Mexico manager Rick Renteria tried to make a little joke when asked if Sergio Romo would be available for Friday's game against the United States.
"As Bochy says all the time, 'All hands on deck,' " Renteria said, borrowing a phrase from Romo's regular manager.
I have a feeling that Bruce Bochy might have been saying something else on Thursday afternoon while he watched his closer get rocked in the ninth inning of Mexico's World Baseball Classic Opener. Something we couldn't print in a family newspaper.
The last time Romo took the mound to save a game that mattered, he ended it by striking out one of the most feared hitters in the game, blowing his fastball right past the Tigers' Miguel Cabrera in Game 4 of the World Series.
Eighteen weeks later, Romo got hit hard before giving up a two-run double to Anthony Rizzo, the Cubs first baseman, and was tagged with a 6-5 loss to Italy.
And in the process, Romo became Exhibit A for why the World Baseball Classic is not considered a great idea among the people who are responsible for winning Major League Baseball games.
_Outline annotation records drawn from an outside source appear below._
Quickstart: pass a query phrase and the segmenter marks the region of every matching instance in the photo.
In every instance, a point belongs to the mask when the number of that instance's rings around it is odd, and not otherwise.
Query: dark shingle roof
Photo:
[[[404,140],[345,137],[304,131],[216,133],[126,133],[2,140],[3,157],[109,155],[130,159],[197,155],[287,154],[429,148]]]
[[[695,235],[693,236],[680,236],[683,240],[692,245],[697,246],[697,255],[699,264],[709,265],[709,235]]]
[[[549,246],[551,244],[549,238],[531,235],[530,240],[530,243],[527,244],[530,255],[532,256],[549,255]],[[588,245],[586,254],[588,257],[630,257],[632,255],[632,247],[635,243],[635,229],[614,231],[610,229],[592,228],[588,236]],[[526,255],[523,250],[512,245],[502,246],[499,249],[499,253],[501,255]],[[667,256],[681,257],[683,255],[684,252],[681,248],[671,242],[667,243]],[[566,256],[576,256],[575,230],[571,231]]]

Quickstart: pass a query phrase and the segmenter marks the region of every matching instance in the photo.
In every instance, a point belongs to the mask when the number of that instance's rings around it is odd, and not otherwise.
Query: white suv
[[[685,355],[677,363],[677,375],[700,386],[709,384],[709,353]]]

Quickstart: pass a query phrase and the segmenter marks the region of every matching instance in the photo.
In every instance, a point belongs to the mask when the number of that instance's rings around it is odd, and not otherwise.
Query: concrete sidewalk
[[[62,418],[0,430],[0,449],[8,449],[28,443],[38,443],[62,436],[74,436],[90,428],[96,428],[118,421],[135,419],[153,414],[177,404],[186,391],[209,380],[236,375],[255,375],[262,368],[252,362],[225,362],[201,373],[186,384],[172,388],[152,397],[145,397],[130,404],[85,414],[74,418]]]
Thursday's game at Salt River Fields, the spring training facility of the Diamondbacks and Rockies, was a lazy March afternoon at the ballpark. Italy and Mexico plodded along. None of the players looked like they were particularly at the top of their games. The fans cheered and waved their flags, but aside from that - and the fact that the game started with three national anthems - it felt pretty much like a spring training game.